The US ambassador to Kenya Meg Whitman is caught in the local political crossfire over her public remarks this week depicting the 2022 elections as the most credible in the country’s history.
Ms Whitman, who spoke at a devolution conference on Wednesday, also rubbed the opposition the wrong way by appearing to back new or increased taxes imposed by the William Ruto administration.
Her remarks made in the presence of President Ruto have drawn sharp criticism from the opposition, with former Prime Minister Raila threatening to push for the ambassador to be recalled for allegedly interfering in Kenya’s politics.
“Tell the rogue ambassador, Kenya is not a colony of the United States. Keep your mouth shut while you are here. Otherwise, we will call for your recall back to your country,” said Mr Odinga in his address at the devolution conference Thursday.
But ruling coalition politicians and senior government officials, including President Ruto, Deputy President Rigathi Gachagua and Foreign Affairs Minister Alfred Mutua, have sprung to Ms Whitman’s defence, terming the opposition’s threats to have her recalled unwarranted.
“The US ambassador said that Kenya had a free and fair election and that is a matter of fact. Let us learn to respect ourselves before we demand to be respected. I was asking myself between the people organising demonstrations and destroying property and the ambassador, who is rogue. I leave it up to Kenyans to decide,” President Ruto said on Friday.
Dr Ruto defeated Mr Odinga by a narrow margin of just over 200,000 votes in the August 2022 presidential election, where 14 million cast their ballots.
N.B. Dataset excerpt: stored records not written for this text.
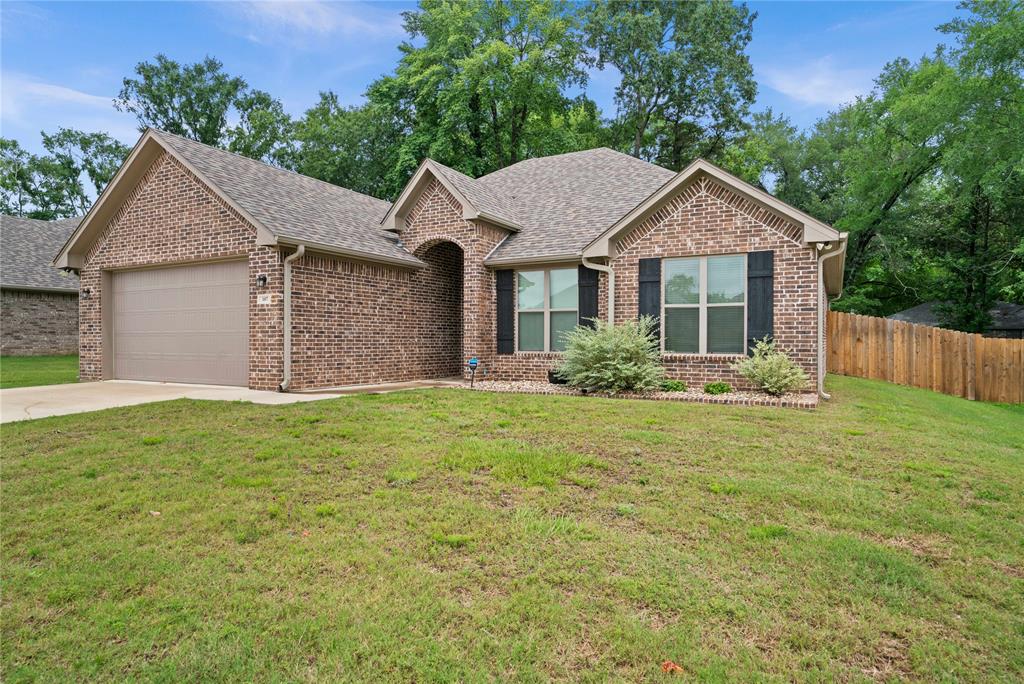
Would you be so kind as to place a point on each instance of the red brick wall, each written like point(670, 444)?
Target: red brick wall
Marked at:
point(437, 217)
point(172, 217)
point(705, 219)
point(358, 323)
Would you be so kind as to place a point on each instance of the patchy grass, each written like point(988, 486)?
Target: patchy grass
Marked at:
point(448, 535)
point(32, 371)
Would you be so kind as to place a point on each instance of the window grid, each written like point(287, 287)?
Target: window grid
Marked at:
point(547, 310)
point(702, 305)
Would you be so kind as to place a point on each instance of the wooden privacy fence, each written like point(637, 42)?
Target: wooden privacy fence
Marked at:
point(944, 360)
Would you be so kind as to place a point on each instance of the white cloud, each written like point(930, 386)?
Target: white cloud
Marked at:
point(29, 104)
point(296, 23)
point(819, 82)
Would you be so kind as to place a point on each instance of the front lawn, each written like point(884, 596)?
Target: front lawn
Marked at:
point(446, 535)
point(31, 371)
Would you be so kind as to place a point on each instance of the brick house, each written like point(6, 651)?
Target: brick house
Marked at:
point(200, 265)
point(38, 303)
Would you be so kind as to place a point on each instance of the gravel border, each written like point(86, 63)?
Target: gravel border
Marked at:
point(806, 401)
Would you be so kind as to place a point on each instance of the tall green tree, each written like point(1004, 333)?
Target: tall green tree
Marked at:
point(199, 100)
point(62, 182)
point(479, 82)
point(686, 81)
point(352, 146)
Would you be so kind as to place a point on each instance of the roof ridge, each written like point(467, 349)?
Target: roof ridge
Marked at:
point(269, 166)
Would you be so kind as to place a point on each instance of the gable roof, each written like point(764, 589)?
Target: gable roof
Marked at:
point(565, 201)
point(477, 201)
point(285, 208)
point(27, 246)
point(813, 229)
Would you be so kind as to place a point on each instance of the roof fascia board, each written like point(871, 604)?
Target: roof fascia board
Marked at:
point(32, 288)
point(529, 261)
point(134, 167)
point(332, 250)
point(814, 230)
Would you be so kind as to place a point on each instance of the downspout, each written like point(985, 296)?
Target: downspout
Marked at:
point(283, 387)
point(822, 304)
point(611, 285)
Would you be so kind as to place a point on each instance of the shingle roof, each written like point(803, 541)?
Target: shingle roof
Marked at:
point(485, 200)
point(292, 206)
point(27, 246)
point(564, 202)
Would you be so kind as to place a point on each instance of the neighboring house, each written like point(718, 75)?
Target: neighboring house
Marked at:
point(200, 265)
point(1008, 319)
point(38, 303)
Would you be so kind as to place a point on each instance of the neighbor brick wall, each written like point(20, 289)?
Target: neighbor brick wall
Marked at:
point(707, 218)
point(172, 217)
point(34, 323)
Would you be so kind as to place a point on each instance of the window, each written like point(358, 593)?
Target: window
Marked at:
point(705, 305)
point(548, 304)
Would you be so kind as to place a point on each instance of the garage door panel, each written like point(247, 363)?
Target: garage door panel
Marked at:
point(184, 324)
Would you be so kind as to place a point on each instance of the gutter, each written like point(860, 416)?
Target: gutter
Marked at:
point(611, 285)
point(822, 303)
point(298, 254)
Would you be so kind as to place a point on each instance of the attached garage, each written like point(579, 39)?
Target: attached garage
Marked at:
point(181, 324)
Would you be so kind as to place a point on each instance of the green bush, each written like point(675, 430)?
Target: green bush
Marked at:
point(718, 388)
point(612, 358)
point(770, 370)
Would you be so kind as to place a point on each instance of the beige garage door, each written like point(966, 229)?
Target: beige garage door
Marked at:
point(185, 324)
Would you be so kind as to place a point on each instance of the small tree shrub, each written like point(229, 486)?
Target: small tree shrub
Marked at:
point(770, 370)
point(718, 388)
point(612, 358)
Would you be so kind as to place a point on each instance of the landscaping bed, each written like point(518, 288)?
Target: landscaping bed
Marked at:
point(802, 400)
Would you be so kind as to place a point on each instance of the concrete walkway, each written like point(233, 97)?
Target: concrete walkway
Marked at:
point(29, 402)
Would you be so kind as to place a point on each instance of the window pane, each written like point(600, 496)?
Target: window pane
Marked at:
point(563, 289)
point(682, 281)
point(531, 332)
point(682, 330)
point(725, 330)
point(726, 280)
point(561, 323)
point(530, 289)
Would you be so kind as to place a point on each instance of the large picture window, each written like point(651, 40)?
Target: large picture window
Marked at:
point(705, 304)
point(548, 305)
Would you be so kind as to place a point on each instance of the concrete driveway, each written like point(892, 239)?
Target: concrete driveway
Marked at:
point(27, 402)
point(23, 403)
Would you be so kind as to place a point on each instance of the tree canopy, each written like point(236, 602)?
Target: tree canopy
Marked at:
point(925, 172)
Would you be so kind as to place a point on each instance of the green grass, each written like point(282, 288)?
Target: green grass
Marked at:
point(448, 535)
point(32, 371)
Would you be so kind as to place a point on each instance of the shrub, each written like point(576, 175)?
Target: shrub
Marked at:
point(770, 370)
point(612, 358)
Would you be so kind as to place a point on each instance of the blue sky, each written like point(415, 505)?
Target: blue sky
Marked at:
point(62, 61)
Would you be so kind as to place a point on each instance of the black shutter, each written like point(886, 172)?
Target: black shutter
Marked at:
point(760, 297)
point(650, 291)
point(588, 296)
point(506, 311)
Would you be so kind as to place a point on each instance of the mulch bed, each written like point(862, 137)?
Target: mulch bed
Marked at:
point(807, 400)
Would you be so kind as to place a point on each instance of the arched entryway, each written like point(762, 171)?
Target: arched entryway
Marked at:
point(439, 289)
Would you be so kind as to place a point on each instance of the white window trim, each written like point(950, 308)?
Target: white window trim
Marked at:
point(702, 306)
point(547, 310)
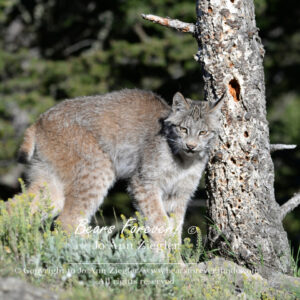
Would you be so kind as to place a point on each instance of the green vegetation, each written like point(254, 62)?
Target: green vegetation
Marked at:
point(52, 50)
point(110, 266)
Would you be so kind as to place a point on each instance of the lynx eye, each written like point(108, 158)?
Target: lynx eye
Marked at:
point(203, 132)
point(183, 129)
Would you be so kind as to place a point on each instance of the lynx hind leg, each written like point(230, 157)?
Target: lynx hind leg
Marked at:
point(85, 193)
point(44, 183)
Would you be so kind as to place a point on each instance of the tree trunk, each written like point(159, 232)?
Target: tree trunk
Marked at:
point(246, 218)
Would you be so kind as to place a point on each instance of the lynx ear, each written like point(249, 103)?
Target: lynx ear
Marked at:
point(216, 107)
point(180, 103)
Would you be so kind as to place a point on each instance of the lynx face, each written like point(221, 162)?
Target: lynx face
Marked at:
point(190, 125)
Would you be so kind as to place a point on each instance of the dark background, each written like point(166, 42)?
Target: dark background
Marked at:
point(52, 50)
His victory was upheld by the Supreme Court after hearing petitions filed by Mr Odinga and others challenging the result.
But a year later the election remains a touchy topic for the opposition, which maintains that its candidate’s victory was stolen and has called for a forensic audit of the electoral commission’s systems, transmission and vote systems.
Ongoing bipartisan talks, which were recently initiated to end the waves of deadly anti-government protests called by the opposition between March and July to demand for electoral justice and a lowering of the cost of living, are expected to, among others, recommend electoral reforms.
US Senator Chris Coons, who has been in Kenya in recent days and participated in mediating past political conflicts in the country, is believed to have played a role in making the negotiations happen alongside former Nigerian president Olusegun Obasanjo.
Mr Coons met President Ruto at State House, Nairobi yesterday, five days after holding talks with Mr Odinga.
But the Delaware Senator now has another challenge reassuring the opposition about the US neutrality on the latest conflict in the wake of the ambassador’s remarks.
It is not unusual for American and other Western envoys to find themselves embroiled in Kenya’s domestic politics, with the government often accusing them of being sympathetic to the opposition.
Ms Whitman, the former CEO of Hewlett Packard who arrived in Kenya days to last year’s election, has, however, appeared to buck the trend with her proclivity to praise President Ruto’s government.
She first ruffled feathers in the opposition back in August last year when the US embassy imposed movement restrictions for its staff in the western Kenya city of Kisumu, an opposition stronghold, hinting at a Ruto victory before the results were declared by the electoral commission.
Ms Whitman’s critics in the opposition also allege that she is out to promote US investments at the expense human rights, democracy and governance.